Nicole Dreyfus est décédée jeudi soir (11.02.2010.) dans un hôpital parisien. Elle avait quatre-vingt-six ans. Avocate, elle s’est distinguée par un engagement exceptionnel pour la cause de l’Algérie en guerre en assurant la défense des militants nationalistes et communistes algériens. C’est ainsi qu’en 1956, alors âgée de trente-deux ans, elle a fait partie du collectif de défense du Front de libération nationale (FLN). Cette année-là, en pleine « bataille d’Alger », alors que les paras du général Massu pratiquaient une « torture de masse » selon l’expression d’Henri Alleg, faisant disparaître des milliers de personnes – 25 000 morts et disparus en 1956-1957 –, Nicole Dreyfus se rendait à Alger pour assurer la défense de deux jeunes femmes, Baya Hocine et Djhor Akrou, membres de l’ALN (Armée de libération nationale), âgées de seize ans, accusées de terrorisme. Elles avaient été condamnées à mort « la veille de Noël […] en dépit de leur âge et en dépit de leur sexe », déclarait-elle dans un entretien à l’Humanité du 15 novembre 2000, avant que leur peine ne soit commuée en prison à perpétuité. Elle a surtout défendu des femmes comme Zohra Drif, dirigeante du FLN pendant la bataille d’Alger, la communiste Jacqueline Guerroudj, toutes deux condamnées à mort en premier appel. Safia Baaziz, devenue avocate, et plus tard sa collaboratrice. Et tant d’autres militantes nationalistes et communistes algériennes. Menacée de mort par l’extrême droite, Nicole Dreyfus n’a jamais cédé à la peur.

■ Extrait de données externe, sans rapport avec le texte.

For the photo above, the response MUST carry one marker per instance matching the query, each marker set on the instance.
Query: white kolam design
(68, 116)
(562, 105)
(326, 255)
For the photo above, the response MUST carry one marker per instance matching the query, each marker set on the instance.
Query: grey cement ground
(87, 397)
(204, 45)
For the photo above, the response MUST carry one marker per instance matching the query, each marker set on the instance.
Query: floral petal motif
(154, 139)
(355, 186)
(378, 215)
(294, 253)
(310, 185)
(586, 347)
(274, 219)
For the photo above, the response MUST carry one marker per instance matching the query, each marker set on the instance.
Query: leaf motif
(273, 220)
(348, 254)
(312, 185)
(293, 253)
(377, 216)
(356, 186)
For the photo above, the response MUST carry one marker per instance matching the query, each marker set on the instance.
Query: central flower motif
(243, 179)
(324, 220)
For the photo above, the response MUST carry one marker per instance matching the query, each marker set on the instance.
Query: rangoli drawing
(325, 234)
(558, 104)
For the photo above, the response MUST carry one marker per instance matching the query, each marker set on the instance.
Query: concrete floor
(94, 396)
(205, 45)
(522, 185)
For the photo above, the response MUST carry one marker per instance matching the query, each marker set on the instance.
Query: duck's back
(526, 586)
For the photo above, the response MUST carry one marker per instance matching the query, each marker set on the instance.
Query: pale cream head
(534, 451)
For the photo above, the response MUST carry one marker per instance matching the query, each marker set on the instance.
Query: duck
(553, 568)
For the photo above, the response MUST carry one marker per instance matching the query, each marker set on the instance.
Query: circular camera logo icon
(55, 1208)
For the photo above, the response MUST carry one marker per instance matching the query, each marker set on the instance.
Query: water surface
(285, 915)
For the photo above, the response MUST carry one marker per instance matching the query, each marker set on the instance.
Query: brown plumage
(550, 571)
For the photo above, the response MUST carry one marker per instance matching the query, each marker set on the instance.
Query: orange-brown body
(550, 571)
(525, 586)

Nicole Dreyfus puisait la force de son engagement dans l’histoire de sa famille. Très attachée à son origine alsacienne, raconte Henri Alleg, lointaine cousine du capitaine Dreyfus, elle a été marquée par le racisme antisémite. Et de ce passé fait d’engagement pour l’indépendance algérienne qu’elle évoquait à chaque fois qu’elle y était invitée, un ami commun, ancien cadre du FLN, a vainement essayé de la persuader de le raconter par écrit pour les générations actuelles et à venir. C’était en juillet dernier, deux mois après son retour d’Algérie où elle avait participé à un colloque sur les massacres du 8 mai 1945 à Sétif et Guelma. Elle n’en voyait pas l’utilité. « Ce n’est pas mon genre. Je n’ai fait que ce je devais faire comme l’ont fait d’autres avant moi dans d’autres circonstances tout aussi tragiques », répondait-elle. En 2000, Nicole Dreyfus s’engage de nouveau en signant avec onze autres personnalités françaises (Henri Alleg, Germaine Tillion, Josette Audin, Simone de Bollardière, Gisèle Halimi, Alban Liechti, Noël Favrelière, Madeleine Rebérioux, Pierre Vidal-Naquet, Jean-Pierre Vernant et Laurent Schwartz) l’appel lancé le 31 octobre 2000, à l’initiative de l’Humanité, demandant au président Jacques Chirac et au premier ministre Lionel Jospin de condamner la torture pendant la guerre d’Algérie. Cet appel « a eu l’immense mérite de réveiller dans notre peuple ce qui était refoulé. Il a remis à l’ordre du jour des faits anciens, qui dormaient dans la conscience commune, en éveillant des réactions très salutaires. Il a constitué un véritable point d’ancrage pour l’indispensable travail de mémoire », assurait-elle dans les colonnes de l’Humanité. L’ANC sud-africaine, la défense des progressistes grecs sous la dictature des colonels, la Palestine et l’Irak sous occupation américaine ont fait aussi partie de son engagement. (L’Humanité-16.02.2010.)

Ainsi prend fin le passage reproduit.